R.. In yoga there is an understanding of the human system being composed of five layers, rather like the layers of an onion. There are different yoga practices that address these different levels of the individual. The external layer, the physical body — annam — is a Sanskrit word which means food or body. The poses, asana, are the tools for working on the physical plane. There are techniques of breathing that are done with the poses as well as on their own, and these are used to work the next level — prana — the life force or energetic level of the person. The third level is the mental domain– manam –which in yoga is considered a place of activity, almost a sense organ, rather than who the person is. A person is not identified with the mind in yoga. Studying Sanskrit texts or religious works from a chosen tradition, as well as reflecting on life experiences, can provide a vehicle for developing understanding and finding out more about oneself. The fourth level — vijnanam — refers to something behind the mind, the deeper personality, that which distinguishes one person from another. There’s something unique about each individual, and meditation practices are very helpful in bringing one closer to one’s true nature. The fifth level — ananda — is the seat of deep emotion, the place of lasting joy. For the emotional core of the person, the tool yoga suggests is faith, letting go, trusting in a higher force. In the Yoga Sutras it is written that in the end, we are not the masters of everything we do. This suggests a kind of acceptance of who and where we are right now.

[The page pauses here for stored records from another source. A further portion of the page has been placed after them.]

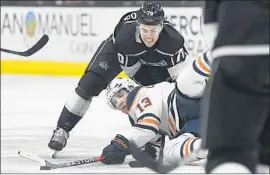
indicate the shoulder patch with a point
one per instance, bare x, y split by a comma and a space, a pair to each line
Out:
132, 95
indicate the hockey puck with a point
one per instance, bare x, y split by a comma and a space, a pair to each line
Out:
135, 164
45, 168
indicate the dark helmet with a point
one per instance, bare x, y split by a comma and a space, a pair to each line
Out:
151, 13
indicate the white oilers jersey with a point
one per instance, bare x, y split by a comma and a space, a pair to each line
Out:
152, 109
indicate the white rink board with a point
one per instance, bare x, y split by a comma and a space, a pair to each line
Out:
75, 33
29, 111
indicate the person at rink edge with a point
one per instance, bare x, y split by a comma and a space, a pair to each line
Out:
235, 106
143, 44
164, 108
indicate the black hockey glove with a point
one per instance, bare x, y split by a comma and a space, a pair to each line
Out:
116, 152
150, 150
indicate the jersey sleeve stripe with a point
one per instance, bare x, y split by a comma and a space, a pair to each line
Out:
149, 121
146, 127
133, 101
182, 148
148, 115
203, 65
205, 58
187, 147
192, 143
198, 70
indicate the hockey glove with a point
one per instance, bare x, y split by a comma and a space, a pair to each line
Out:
116, 152
150, 150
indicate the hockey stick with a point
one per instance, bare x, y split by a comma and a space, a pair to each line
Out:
42, 41
46, 165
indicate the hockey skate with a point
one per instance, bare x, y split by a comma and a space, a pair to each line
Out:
58, 140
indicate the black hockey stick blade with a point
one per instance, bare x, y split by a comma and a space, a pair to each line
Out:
42, 42
149, 162
48, 165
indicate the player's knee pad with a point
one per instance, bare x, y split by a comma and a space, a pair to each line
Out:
221, 155
76, 106
180, 147
190, 83
188, 108
91, 84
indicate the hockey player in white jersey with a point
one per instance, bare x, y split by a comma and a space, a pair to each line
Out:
172, 108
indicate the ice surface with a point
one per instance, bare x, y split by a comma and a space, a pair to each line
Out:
30, 107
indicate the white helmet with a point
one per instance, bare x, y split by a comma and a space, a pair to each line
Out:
117, 85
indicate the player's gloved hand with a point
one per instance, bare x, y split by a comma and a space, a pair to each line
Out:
116, 152
150, 150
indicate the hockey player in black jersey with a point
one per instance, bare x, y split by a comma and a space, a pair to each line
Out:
143, 44
235, 107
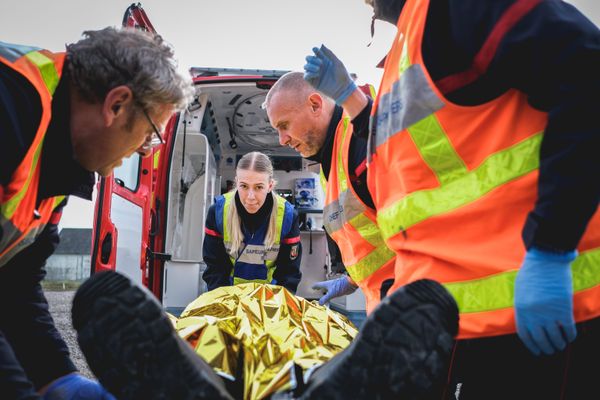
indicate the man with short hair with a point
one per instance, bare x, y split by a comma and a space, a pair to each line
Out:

I find these structures very helpful. Where yoga differs from traditional psychotherapy is that yoga is trying to bring us to a clearer understanding of where we are right now so that we can move forward with less suffering. There is not the same inclination to look back, to look for causes or for sources in one’s past. The practices help one accept the present reality in order to take the next step with clarity. From my understanding that is a fundamental difference.

S. What’s the next step forward for you?

R. The next step for me is… continuing to practice yoga, to teach yoga, and to reconnect with the source in India. I’m going back there in March 2001, to see my teacher and to attend the international conference celebrating the 25th anniversary of the institution Desikachar established in Chennai, the Krishnamacharya Yoga Mandiram. Then the real challenges lie in trying to live all the aspects of my life and relationships — with my family, my students and my community — in a way that is inspired by yoga. I feel very fortunate to have found this approach to yoga; its practice is a sound way to cultivate a sense of calm, openness and readiness for whatever happens next.